If the cyst is present, it may be emptied by cutting the covering pial membrane or by aspirating the cystic contents using a syringe with a short small-caliber needle. Decompression of the cyst allows for improved delineation of the interface between the tumor.
2 patients with von Hippel-Lindau disease-related hemangioblastomas successfully treated by a fully endoscopic transcranial approach via a short skin incision and a 2 cm × 2 cm small bony window. Before surgery, a three-dimensional virtual reality model was created to determine the ideal trajectory.

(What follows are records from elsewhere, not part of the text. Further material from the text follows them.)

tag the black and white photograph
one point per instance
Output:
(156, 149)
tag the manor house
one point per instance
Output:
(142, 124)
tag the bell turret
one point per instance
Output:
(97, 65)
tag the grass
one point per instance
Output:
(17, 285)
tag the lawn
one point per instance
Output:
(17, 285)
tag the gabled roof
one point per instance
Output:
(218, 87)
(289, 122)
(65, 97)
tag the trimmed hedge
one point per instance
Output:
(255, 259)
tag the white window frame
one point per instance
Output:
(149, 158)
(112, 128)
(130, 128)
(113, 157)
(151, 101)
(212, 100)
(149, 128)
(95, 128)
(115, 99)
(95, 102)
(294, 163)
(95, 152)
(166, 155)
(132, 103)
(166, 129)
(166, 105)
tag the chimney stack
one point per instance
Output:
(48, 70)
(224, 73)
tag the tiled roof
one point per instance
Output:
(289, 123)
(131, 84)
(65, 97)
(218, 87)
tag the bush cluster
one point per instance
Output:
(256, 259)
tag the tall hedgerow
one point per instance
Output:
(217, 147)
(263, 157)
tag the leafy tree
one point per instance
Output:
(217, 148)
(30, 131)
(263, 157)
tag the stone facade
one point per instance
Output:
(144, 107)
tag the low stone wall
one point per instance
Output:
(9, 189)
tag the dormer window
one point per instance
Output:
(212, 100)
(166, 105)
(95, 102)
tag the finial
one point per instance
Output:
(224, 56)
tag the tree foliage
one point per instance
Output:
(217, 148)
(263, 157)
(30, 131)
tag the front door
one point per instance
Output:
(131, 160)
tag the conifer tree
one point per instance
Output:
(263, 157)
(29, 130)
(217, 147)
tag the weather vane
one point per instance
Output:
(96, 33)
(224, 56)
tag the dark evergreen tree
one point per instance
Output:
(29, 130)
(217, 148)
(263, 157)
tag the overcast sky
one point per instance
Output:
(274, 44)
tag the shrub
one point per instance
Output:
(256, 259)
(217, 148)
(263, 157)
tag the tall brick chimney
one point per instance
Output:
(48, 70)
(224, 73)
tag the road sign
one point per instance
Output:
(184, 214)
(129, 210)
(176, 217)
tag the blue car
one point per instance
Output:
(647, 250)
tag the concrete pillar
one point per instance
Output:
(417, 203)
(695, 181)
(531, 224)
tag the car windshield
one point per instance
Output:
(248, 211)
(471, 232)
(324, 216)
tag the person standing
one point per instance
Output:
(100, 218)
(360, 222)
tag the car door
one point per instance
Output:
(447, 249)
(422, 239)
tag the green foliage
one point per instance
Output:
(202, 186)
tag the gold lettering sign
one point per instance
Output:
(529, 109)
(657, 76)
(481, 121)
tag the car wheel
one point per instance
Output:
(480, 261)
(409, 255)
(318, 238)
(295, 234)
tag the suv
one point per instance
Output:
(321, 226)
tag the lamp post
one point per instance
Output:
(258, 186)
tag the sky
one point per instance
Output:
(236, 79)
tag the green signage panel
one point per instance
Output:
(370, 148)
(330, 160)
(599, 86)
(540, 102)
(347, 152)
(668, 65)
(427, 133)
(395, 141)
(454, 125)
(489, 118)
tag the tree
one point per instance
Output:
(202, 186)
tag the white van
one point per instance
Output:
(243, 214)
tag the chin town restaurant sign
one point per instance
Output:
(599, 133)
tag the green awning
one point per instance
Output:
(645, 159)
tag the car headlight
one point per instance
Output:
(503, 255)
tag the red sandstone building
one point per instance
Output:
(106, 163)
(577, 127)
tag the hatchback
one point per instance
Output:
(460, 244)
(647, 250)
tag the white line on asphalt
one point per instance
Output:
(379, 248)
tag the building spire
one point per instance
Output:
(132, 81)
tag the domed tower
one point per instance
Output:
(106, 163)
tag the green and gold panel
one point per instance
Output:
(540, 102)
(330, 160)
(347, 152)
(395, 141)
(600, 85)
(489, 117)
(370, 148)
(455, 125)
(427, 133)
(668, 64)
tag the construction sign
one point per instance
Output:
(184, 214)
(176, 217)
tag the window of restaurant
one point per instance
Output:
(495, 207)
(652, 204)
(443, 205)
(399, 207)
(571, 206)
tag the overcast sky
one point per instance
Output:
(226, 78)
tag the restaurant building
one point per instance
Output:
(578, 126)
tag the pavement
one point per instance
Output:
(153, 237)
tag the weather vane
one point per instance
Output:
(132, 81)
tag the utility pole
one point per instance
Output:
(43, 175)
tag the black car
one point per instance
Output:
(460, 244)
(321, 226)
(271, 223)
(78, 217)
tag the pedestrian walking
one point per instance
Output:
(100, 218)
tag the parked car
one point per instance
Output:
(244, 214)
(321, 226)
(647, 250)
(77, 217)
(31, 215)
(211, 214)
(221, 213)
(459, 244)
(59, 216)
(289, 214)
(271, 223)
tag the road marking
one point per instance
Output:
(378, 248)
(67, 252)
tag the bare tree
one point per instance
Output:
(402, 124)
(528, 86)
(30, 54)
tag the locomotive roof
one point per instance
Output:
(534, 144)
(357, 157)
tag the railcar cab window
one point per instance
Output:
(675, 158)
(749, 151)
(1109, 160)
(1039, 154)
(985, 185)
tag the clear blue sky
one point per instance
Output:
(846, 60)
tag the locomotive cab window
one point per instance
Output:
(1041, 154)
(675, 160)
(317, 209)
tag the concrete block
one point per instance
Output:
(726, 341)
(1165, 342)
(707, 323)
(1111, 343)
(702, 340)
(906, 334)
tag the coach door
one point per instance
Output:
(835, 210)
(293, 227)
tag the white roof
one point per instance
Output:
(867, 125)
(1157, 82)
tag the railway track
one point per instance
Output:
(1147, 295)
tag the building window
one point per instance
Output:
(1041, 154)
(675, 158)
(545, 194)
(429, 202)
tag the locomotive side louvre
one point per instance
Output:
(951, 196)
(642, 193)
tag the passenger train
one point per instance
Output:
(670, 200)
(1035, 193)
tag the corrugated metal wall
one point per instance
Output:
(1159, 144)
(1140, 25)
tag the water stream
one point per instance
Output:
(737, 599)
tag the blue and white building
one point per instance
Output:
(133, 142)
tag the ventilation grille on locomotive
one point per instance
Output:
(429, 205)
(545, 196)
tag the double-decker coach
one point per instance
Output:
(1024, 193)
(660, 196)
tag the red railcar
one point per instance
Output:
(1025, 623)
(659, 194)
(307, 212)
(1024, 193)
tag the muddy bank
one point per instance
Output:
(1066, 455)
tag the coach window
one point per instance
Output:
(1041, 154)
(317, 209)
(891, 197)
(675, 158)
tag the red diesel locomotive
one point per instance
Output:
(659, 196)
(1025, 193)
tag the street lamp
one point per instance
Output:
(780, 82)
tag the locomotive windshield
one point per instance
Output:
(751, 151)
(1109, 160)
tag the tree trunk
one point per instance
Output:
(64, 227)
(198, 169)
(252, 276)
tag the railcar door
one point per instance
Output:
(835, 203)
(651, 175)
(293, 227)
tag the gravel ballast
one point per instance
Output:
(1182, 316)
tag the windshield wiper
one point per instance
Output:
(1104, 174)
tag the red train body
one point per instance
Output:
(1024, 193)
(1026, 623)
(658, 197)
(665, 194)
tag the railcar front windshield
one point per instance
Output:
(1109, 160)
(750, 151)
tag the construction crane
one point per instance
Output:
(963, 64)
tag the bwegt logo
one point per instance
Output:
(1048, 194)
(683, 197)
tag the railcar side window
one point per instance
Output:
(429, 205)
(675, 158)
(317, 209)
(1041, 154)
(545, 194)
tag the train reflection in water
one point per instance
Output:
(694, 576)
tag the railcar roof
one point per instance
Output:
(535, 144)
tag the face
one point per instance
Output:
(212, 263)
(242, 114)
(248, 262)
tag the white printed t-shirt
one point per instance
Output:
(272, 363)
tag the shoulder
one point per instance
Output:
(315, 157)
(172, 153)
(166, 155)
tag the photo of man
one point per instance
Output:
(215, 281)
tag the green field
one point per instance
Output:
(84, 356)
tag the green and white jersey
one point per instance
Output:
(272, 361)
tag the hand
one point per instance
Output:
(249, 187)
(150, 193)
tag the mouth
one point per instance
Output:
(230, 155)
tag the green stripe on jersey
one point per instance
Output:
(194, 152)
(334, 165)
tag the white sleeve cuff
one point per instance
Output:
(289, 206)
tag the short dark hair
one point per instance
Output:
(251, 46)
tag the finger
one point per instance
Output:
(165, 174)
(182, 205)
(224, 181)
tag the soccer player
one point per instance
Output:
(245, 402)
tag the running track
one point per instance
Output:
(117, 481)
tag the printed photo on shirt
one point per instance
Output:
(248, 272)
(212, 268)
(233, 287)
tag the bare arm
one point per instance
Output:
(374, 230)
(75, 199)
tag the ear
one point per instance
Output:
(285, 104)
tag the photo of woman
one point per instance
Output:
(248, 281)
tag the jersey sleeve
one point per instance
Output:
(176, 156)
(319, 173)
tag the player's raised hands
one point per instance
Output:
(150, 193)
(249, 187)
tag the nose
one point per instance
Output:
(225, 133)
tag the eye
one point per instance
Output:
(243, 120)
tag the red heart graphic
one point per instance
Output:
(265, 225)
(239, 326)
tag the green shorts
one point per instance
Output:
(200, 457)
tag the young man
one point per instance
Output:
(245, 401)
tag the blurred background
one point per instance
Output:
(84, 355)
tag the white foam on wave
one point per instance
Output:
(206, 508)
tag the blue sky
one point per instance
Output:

Patient 1 had 2 serial large cystic tumors that equally contributed to obstructive hydrocephalus and were resected sequentially via a single endoscopic trajectory. Patient 2 had a progressive large cystic tumor that was resected endoscopically. Complete resection of the tumors was achieved without any complications in either patient.
Small nodular tumors accompanying a large cyst are plausible candidates for endoscopic transcranial surgery. The spatial relationship of nodules, cyst, and cerebellar parenchyma is important to determine the applicability of the present technique. Preoperative three-dimensional virtual reality simulation helps assess the feasibility of this approach 6).
Krüger et al. presented the case of a minimally invasive removal of a superficial cerebellar hemangioblastoma with tumor-associated cyst and indicate the potential benefits and limitations of this technique 7).